Kubernetes – Container scheduler

Hand on Kubernetes. Kubernetes is an open-source cluster solution for containerized environments. It aims to make deploying microservice-based applications easy by using the concepts of PODS and LABELS to group containers into logical units. All containers run inside a POD.

PODS are the main difference between Kubernetes and other scheduling solutions. Initially, Kubernetes focused on continuously running stateless and “cloud native” stateful applications. In the coming future, it is said to support other workload types.

 

container scheduler

 

Kubernetes Networking 101

Kubernetes is not just interested in the deployment phase and works across the entire operational model – scheduling, updating, maintenance, and scaling. Unlike orchestration systems, it actively ensures the state matches the user’s requirements. Kubernetes is involved in monitoring and healing if something goes wrong.

The team at Google refers to this as a flight control mechanism. It provides the cluster and the decoupling between. The application containers view the world as a sea of computing, an entirely homogenous (similar kind) cluster. Every machine you create in your fleet looks the same. There is the complete decoupling of the application from low-level computing.

The user does not need to care about physical placement anymore. The unit of work has changed and becomes a service. The administrator only needs to care about services, such as the amount of CPU, RAM, and disk space. The unit of work presented is now at a service level. The physical location is abstracted, all taken care of by the Kubernetes components.

This does not mean that the application components can be spread randomly. For example, some application components require the same host. But it is no longer the user’s job to select the hosts. Kubernetes provides an abstracted layer over the infrastructure, allowing this type of management.

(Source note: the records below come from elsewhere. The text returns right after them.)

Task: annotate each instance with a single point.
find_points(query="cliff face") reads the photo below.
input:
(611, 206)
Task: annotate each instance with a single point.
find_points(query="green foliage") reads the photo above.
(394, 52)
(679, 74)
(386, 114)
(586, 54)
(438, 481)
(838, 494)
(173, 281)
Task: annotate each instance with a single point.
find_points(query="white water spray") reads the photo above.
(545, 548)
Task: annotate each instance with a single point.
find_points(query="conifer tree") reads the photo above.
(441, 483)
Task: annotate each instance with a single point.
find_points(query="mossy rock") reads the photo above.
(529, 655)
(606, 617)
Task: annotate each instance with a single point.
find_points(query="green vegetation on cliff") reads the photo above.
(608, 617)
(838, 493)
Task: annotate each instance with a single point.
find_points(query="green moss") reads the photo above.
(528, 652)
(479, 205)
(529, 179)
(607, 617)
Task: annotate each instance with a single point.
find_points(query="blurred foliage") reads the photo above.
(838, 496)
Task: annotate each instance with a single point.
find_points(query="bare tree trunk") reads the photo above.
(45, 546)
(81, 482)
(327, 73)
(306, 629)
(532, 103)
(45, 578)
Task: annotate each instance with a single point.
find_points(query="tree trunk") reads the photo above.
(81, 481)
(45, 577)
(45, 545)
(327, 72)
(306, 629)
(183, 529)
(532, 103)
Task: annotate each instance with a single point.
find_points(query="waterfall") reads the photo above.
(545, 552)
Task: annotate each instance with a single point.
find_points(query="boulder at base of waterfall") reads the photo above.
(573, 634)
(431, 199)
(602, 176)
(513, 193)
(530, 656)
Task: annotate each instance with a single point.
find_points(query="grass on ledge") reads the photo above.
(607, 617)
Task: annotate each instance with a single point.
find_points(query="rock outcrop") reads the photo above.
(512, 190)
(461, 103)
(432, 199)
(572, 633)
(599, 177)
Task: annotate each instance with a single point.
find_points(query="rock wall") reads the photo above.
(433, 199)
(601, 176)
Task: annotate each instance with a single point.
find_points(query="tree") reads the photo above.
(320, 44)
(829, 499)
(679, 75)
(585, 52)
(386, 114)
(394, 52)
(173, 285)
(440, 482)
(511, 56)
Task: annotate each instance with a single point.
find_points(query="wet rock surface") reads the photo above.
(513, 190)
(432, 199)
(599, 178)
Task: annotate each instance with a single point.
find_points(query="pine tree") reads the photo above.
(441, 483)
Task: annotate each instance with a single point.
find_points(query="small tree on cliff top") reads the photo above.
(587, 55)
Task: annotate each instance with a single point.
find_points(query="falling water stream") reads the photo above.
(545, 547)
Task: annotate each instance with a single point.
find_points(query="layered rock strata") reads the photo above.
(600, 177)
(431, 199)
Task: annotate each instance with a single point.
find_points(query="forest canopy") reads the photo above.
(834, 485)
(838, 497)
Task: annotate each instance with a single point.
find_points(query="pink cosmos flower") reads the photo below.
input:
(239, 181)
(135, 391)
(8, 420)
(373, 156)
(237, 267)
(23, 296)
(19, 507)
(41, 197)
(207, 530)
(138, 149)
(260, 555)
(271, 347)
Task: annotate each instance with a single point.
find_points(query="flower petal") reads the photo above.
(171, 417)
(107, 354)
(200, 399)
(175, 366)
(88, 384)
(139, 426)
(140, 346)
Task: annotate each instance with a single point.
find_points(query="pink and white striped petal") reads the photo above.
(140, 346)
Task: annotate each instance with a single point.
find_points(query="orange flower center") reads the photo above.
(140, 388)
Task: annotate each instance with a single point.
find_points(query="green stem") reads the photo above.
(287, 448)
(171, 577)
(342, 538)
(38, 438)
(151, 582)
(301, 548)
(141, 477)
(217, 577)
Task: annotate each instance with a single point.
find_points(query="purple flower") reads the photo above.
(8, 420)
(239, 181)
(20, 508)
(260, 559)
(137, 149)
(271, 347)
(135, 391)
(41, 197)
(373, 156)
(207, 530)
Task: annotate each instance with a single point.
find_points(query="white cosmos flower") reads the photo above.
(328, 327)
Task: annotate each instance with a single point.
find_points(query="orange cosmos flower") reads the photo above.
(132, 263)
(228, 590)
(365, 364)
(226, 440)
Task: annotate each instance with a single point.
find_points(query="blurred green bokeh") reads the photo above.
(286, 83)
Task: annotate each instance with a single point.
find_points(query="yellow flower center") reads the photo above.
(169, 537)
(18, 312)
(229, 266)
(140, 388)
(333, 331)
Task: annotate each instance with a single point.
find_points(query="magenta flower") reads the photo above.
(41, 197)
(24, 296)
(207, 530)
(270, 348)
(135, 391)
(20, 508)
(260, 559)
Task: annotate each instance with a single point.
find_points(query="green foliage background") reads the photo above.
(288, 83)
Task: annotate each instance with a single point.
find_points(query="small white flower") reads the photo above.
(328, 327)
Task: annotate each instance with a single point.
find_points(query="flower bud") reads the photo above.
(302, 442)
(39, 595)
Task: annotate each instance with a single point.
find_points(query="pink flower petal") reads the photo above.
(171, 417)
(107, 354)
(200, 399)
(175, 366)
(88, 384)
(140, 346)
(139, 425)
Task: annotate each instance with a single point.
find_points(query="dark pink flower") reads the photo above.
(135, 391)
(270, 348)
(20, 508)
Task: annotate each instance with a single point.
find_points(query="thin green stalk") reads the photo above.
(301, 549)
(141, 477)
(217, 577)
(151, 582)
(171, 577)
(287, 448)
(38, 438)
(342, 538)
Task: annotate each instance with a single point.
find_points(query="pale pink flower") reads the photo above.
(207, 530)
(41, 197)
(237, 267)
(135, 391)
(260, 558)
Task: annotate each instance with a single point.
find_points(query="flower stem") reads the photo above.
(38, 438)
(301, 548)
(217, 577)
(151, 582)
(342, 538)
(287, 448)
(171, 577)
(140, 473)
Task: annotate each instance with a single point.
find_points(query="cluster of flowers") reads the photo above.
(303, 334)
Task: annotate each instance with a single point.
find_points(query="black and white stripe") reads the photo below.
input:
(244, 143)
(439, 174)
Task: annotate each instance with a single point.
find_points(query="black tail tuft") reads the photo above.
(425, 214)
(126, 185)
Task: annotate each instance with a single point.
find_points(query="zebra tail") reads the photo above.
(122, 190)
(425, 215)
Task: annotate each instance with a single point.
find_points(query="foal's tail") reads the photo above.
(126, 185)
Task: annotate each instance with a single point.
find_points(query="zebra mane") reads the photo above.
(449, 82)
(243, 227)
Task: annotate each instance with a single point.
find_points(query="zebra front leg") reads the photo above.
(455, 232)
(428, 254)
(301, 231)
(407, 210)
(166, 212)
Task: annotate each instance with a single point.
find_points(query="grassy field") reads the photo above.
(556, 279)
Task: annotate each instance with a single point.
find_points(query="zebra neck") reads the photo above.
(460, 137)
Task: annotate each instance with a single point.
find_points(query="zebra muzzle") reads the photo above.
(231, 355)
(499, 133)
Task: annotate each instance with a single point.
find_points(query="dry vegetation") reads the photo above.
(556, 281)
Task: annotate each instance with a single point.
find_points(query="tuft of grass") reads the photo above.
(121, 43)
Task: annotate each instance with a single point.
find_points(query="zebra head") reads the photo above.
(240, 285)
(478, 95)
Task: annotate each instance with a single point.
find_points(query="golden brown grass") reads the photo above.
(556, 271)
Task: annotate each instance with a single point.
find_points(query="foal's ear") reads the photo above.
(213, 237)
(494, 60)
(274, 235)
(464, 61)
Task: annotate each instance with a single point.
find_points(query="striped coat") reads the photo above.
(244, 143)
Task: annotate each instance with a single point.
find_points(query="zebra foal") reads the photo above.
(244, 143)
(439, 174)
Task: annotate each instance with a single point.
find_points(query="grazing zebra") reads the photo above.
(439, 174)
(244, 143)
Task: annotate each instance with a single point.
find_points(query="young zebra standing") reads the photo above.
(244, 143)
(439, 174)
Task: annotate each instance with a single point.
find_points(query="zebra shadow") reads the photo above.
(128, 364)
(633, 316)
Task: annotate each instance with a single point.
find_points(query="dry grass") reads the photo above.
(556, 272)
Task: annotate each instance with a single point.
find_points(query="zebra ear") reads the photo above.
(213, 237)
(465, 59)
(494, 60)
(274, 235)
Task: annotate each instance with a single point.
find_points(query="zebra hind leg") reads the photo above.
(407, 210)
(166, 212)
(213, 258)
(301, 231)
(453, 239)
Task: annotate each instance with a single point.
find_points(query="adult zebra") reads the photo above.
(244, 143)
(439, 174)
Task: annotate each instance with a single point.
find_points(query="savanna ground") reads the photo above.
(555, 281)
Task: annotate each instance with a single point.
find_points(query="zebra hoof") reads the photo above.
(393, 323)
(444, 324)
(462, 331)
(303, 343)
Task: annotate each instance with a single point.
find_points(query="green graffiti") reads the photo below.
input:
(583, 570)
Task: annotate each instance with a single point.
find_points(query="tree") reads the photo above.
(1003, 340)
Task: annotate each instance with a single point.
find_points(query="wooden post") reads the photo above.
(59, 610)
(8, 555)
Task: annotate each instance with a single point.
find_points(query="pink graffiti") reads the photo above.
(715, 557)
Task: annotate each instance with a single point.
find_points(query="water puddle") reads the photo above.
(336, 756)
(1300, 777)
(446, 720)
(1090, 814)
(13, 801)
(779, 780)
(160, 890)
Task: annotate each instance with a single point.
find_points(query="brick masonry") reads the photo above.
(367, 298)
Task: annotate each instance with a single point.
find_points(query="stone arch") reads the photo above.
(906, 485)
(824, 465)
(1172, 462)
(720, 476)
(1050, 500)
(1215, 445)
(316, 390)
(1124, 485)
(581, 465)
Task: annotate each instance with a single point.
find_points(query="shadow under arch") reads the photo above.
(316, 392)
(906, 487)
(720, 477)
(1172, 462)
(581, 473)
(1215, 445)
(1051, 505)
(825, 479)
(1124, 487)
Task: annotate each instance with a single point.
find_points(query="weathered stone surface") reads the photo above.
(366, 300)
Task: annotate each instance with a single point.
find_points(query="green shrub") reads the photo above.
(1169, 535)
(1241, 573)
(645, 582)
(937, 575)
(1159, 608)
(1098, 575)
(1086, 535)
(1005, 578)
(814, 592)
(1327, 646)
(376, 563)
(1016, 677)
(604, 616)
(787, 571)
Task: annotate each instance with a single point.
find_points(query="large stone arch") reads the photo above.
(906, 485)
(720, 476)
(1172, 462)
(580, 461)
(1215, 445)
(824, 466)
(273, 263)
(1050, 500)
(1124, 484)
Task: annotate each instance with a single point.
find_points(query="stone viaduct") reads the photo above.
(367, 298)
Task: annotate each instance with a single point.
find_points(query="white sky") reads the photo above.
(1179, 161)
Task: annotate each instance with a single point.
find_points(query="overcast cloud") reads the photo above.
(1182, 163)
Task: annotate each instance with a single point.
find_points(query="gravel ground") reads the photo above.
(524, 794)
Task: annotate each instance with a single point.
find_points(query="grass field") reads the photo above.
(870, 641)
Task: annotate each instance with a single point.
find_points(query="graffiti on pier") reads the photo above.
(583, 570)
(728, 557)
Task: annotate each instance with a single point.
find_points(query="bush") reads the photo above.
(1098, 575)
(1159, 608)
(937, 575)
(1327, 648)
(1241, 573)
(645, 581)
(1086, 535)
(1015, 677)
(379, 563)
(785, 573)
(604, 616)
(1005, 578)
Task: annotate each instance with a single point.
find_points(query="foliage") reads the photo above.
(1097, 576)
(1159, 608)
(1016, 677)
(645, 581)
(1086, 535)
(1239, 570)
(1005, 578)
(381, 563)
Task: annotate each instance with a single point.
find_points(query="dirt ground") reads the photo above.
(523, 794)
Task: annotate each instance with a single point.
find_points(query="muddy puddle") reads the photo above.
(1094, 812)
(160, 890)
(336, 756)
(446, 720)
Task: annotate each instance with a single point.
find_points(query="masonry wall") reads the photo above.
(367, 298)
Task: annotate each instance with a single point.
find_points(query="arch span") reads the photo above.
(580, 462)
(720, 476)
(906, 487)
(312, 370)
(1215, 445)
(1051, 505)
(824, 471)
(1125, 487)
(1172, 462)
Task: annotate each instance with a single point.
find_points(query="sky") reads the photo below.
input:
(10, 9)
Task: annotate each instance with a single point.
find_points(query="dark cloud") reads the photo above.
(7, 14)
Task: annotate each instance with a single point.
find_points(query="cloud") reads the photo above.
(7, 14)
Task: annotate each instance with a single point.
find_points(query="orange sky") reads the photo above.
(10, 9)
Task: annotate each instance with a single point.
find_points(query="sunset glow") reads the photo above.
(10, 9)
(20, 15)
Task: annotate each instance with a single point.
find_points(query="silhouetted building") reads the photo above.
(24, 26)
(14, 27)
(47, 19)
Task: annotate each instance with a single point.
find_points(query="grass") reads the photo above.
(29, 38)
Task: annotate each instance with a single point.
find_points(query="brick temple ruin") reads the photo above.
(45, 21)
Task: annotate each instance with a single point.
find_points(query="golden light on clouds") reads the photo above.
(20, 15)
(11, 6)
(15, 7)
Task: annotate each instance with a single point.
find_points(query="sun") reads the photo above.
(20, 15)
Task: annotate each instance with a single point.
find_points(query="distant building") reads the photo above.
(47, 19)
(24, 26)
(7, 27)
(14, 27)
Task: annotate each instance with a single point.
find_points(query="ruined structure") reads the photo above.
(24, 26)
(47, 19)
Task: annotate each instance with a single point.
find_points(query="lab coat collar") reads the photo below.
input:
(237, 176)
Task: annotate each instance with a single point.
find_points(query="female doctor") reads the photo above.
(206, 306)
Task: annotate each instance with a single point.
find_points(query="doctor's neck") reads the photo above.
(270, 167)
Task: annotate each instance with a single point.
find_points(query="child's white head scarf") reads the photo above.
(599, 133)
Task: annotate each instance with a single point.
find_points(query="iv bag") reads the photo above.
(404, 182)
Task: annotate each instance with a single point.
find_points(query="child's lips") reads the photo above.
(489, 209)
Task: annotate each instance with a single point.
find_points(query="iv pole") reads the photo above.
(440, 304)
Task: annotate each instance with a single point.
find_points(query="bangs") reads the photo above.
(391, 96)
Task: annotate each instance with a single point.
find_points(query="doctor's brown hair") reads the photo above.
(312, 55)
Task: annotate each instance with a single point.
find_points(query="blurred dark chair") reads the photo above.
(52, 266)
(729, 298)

The scheduling of containers is on a homogenous pool of resources. The VM disappears, and you think about resources such as CPU and RAM. Everything else, like location, disappears.

 

Kubernetes pod and label

The main building block for Kubernetes clusters is PODS and LABELS. So the first step is to create a cluster, and once complete, you can proceed to PODS and other services. The diagram below shows the creation of a Kubernetes cluster. It consists of a 3-node instance created in us-east1-b.

 

containers

 

A POD is a collection of applications running within a shared context. Containers within a POD share fate and some resources, for example, volumes and IP addresses. They are usually installed on the same host. When you create a POD, you should also create a kubernetes replication controller.

It monitors POD health and starts new PODS as required. Most PODS should be built with a replication controller, but it may not be needed if your POD is short-lived and is writing non-persistent data that won’t survive a restart. There are two types of PODS a) single container and b) Multi-container.

The following diagram displays the full details of a POD named example-tglxm. It has a label run=example located in the default network (namespace).

 

Container POD

 

 

A POD may contain either a single container with a private volume or a group with a shared volume. If a container fails within a POD, it is automatically restarted by the Kubelet. However, if an entire POD or host fails, it needs to be restarted by the replication controller.

The replication to another host must be specifically configured. By default, it is not an automatic process. The Kubernetes replication controller dynamically resizes things and ensures that the required number of PODS and containers are running. If there are too many, it will kill some; if not enough, it will start some more.

Kubernetes operates with the concept of LABELS – a key-value pair attached to objects, such as a POD. A label is a tag that can be used to query against. Kubernetes is an abstraction, and you can query whatever item you want using a label in an entire cluster.

For example, you can select all frontend containers with a label called “frontend”; it then selects all front ends. The cluster can be anywhere. Labels can also be building blocks for other services, such as port mappings. For example, a POD whose labels match a specific service selector is accessible through the defined service’s port.